4. Merken moeten cultureel activisme bedrijven.
Niet volgen wat hip is, maar zelf iets maken dat betekenis heeft. Zoals kunstenaars dat doen. Iets nieuws introduceren waar mensen zich aan vastklampen. Dat klinkt ingewikkeld, maar is eigenlijk best leuk. Als je durft tenminste. Of een beetje overdreven soms?
Oké, maar nu concreet: welk merk zou jij bedenken?
Toevallig zit ik nu een paar dagen in Limburg met mijn zoon. We doen niet veel bijzonders: beetje mountainbiken, bos in, vlaai eten. En wat me opvalt? Mensen zijn hier… aardig. Gewoon vriendelijk. Ze denken mee. Ze wijzen de weg.
We moesten laatst lang wachten op een vervangende bus en toen kwam er ineens een man die vroeg: ‘Willen jullie anders mee met onze taxi?’ Geen grap. Gewoon aardig. Niet omdat hij iets wilde verkopen. Niet omdat hij likes wilde. Maar gewoon, omdat het kan.
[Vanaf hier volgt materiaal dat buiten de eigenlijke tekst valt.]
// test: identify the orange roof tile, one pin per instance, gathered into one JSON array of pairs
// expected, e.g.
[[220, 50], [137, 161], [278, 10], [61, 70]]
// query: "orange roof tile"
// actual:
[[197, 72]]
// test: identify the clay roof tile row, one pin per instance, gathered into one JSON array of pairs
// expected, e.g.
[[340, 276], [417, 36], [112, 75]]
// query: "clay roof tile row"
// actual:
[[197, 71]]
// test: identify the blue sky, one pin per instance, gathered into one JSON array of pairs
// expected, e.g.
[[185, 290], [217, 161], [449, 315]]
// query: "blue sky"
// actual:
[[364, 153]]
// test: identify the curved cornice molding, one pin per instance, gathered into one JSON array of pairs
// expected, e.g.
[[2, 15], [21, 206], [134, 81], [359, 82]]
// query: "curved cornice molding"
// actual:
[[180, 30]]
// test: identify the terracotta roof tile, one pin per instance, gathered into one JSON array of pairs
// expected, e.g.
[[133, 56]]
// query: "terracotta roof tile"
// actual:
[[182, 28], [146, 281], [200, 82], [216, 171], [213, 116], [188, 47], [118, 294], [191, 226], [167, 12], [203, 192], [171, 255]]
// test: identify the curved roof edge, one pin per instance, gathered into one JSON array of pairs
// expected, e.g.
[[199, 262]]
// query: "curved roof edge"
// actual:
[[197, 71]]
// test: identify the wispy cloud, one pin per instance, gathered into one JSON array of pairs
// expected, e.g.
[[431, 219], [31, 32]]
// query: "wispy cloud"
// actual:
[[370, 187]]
En ik dacht ineens: daar zit iets. Daar zit een cultuur die je niet vaak ziet in merken. De cultuur van gewone aardige mensen. Niet van wereldverbeteraars of hipsters met een manifest. Maar van mensen die gewoon doen. Die vinden dat we het eigenlijk best goed hebben in Nederland. Die hun buren groeten, hun afval scheiden en de kat van de overbuurvrouw voeren als ze op vakantie is. Er zijn er veel van.
Zou daar niet een merk bij passen?
Een merk voor mensen die niet met hun mening op X zitten, maar die wel even helpen als je fietsketting eraf ligt. Die niet alles ‘een ding’ vinden. Een merk dat niet schreeuwt, maar gewoon aanwezig is. Een beetje als die buurman met wie je niet per se vrienden bent, maar die wel even je pakketje aanneemt. Dat merk. Misschien een supermarkt. Of een kledingmerk. Of een vervoersdienst die geen spullen in de tuin pleurt. Met een warm logo. Niet te hip. Geen Engelse slogan. Gewoon: ‘Niet te veel lullen de hel tijd, maar gewoon doen.’ Een merk als Feyenoord.
Kortom: cultuur is geen sausje. Het ís het recept.
Merken die écht impact maken, snappen dat ze iets moeten toevoegen aan de cultuur van hun doelgroep. En dat je dan ook een beetje lef moet hebben. Of gewoon een paar dagen in Limburg moet zijn.